Following the pattern of several other multi-threaded UNIX® kernels, FreeBSD deals with interrupt handlers by giving them their own thread context. Providing a context for interrupt handlers allows them to block on locks. To help avoid latency, however, interrupt threads run at real-time kernel priority. Thus, interrupt handlers should not execute for very long to avoid starving other kernel threads. In addition, since multiple handlers may share an interrupt thread, interrupt handlers should not sleep or use a sleepable lock to avoid starving another interrupt handler.
The interrupt threads currently in FreeBSD are referred to as heavyweight interrupt threads. They are called this because switching to an interrupt thread involves a full context switch.
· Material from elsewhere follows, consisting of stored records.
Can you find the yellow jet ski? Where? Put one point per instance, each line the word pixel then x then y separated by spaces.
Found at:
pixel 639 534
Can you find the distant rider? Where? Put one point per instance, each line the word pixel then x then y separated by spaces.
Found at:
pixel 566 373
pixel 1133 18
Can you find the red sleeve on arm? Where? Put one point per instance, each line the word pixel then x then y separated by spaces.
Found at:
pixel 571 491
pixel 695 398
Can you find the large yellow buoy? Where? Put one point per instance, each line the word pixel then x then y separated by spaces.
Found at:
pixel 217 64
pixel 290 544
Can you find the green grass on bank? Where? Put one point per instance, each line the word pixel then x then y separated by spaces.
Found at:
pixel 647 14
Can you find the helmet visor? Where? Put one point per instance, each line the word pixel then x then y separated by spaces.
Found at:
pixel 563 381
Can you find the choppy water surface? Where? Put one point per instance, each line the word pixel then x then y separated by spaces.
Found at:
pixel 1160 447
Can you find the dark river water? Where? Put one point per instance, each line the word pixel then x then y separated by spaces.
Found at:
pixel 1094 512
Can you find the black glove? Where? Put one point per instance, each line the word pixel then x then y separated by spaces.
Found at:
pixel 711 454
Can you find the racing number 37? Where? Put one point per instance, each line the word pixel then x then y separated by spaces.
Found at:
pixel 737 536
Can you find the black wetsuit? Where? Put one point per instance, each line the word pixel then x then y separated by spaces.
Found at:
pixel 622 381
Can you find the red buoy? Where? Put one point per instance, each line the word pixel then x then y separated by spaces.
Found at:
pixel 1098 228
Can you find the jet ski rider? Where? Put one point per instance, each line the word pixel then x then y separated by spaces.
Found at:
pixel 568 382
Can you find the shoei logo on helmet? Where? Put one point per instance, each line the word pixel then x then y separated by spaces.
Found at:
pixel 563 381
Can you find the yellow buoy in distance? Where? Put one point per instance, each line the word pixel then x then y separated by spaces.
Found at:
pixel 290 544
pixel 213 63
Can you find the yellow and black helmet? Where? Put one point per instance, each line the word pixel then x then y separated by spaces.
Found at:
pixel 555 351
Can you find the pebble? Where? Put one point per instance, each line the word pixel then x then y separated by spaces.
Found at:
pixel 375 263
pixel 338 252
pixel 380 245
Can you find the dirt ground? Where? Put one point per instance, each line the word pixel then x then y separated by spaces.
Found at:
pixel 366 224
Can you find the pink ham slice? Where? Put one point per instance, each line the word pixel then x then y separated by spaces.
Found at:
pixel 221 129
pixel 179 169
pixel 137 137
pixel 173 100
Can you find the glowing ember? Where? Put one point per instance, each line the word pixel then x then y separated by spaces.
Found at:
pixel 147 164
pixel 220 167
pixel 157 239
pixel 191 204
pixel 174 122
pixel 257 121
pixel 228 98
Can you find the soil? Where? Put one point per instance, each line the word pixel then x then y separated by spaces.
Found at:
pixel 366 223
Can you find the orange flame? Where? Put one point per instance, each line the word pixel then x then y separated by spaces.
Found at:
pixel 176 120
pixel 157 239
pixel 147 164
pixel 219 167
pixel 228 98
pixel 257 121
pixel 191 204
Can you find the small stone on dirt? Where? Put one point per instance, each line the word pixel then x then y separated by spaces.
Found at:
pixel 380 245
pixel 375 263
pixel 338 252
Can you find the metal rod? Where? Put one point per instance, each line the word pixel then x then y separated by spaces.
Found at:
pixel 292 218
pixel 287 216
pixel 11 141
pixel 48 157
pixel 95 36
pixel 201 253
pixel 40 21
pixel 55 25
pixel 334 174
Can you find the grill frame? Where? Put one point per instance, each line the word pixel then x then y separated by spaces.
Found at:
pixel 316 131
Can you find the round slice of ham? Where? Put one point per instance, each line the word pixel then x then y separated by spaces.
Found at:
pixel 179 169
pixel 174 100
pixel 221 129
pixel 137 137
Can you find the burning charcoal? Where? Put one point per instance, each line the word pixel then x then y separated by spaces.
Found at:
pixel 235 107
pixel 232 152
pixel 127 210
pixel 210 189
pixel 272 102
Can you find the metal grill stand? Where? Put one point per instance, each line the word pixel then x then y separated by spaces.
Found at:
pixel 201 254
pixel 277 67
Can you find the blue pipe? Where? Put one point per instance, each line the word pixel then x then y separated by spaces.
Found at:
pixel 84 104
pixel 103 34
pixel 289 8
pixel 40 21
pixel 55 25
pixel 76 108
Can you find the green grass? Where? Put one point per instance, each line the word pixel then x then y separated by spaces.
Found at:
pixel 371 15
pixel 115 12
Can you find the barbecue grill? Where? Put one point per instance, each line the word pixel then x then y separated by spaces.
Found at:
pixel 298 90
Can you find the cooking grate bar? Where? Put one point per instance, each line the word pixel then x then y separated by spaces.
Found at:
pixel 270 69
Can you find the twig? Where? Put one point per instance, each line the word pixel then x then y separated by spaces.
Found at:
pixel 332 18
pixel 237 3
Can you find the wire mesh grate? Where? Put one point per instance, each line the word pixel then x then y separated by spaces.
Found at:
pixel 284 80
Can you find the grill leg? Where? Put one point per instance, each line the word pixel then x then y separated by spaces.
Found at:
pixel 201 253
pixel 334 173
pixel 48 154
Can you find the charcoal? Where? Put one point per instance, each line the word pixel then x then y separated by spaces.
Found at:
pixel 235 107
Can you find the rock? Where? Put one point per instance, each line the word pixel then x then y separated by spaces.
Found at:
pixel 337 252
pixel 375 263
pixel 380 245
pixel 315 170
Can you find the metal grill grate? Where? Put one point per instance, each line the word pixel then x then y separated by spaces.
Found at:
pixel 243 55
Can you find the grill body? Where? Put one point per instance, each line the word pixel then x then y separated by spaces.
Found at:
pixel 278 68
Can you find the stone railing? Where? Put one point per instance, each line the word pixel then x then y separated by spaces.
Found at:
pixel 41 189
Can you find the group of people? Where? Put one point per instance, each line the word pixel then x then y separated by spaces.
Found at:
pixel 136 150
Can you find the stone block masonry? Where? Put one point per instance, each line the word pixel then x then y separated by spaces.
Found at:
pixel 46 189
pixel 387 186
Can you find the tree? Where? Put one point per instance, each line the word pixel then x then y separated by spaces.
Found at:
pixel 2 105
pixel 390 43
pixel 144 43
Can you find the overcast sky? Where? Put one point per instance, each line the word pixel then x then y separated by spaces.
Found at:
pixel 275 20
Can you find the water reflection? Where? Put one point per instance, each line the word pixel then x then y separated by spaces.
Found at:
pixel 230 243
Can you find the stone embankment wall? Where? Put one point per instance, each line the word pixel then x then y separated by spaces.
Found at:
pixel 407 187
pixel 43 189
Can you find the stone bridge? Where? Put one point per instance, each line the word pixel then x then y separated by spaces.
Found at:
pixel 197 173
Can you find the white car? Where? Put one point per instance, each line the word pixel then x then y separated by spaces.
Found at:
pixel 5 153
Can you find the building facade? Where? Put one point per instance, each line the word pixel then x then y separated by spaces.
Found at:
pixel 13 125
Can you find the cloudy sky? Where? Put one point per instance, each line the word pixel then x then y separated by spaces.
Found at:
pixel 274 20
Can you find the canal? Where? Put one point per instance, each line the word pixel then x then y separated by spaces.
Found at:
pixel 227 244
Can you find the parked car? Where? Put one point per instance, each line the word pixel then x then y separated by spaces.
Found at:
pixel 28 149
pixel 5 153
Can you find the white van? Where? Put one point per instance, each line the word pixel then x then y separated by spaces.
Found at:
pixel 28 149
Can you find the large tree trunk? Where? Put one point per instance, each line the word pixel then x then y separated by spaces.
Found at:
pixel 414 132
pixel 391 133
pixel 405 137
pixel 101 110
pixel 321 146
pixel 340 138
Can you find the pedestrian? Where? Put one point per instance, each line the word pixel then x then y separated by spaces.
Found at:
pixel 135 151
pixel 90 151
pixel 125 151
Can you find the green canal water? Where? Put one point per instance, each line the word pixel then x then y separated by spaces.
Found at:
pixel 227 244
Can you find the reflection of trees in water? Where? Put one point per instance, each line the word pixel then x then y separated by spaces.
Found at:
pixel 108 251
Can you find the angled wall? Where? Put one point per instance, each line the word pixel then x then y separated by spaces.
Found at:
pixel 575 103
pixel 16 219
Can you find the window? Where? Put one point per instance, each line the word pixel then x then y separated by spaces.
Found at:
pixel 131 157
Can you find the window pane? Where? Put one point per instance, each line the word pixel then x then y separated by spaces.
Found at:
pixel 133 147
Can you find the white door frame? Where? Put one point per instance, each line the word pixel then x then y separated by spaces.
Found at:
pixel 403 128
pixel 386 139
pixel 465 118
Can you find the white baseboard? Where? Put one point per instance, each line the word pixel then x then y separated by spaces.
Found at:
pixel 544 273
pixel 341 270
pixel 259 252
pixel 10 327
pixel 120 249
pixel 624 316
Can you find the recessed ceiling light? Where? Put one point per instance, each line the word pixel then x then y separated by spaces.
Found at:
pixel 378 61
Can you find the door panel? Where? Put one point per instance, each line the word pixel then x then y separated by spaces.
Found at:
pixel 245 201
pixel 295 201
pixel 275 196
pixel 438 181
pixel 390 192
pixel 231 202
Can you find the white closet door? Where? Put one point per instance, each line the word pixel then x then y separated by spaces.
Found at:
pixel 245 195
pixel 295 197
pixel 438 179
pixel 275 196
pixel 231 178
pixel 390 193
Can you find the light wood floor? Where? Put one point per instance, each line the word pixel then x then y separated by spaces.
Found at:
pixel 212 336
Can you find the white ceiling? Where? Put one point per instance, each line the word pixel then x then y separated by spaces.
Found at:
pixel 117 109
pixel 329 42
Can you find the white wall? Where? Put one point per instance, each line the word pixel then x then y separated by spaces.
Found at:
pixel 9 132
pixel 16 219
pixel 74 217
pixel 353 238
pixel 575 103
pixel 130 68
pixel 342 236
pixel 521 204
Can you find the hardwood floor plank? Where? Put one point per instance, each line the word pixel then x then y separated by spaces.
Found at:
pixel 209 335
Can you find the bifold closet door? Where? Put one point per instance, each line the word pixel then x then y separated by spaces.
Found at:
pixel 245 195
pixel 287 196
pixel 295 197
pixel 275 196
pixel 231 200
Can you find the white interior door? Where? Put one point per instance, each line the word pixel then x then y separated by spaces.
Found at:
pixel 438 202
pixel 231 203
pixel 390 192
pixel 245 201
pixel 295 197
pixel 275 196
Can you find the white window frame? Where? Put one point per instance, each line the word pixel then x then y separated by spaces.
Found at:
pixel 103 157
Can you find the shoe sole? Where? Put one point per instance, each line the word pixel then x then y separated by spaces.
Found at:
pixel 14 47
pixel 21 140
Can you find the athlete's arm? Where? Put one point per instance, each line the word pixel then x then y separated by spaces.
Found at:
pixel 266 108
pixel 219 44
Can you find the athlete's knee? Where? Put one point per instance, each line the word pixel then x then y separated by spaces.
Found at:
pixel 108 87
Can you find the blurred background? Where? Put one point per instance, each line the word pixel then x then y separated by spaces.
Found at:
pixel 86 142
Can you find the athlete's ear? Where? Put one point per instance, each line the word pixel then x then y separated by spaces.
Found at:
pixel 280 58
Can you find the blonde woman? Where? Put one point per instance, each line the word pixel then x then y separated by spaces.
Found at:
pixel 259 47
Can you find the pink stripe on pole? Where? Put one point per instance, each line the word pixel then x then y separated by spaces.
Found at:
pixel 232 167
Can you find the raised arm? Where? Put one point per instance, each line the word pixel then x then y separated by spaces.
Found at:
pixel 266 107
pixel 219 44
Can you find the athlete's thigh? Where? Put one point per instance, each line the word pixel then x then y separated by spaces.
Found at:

In the initial implementation, the kernel was not preemptive and thus interrupts that interrupted a kernel thread would have to wait until the kernel thread blocked or returned to userland before they would have an opportunity to run.
To deal with the latency problems, the kernel in FreeBSD has been made preemptive. Currently, we only preempt a kernel thread when we release a sleep mutex or when an interrupt comes in. However, the plan is to make the FreeBSD kernel fully preemptive as described below.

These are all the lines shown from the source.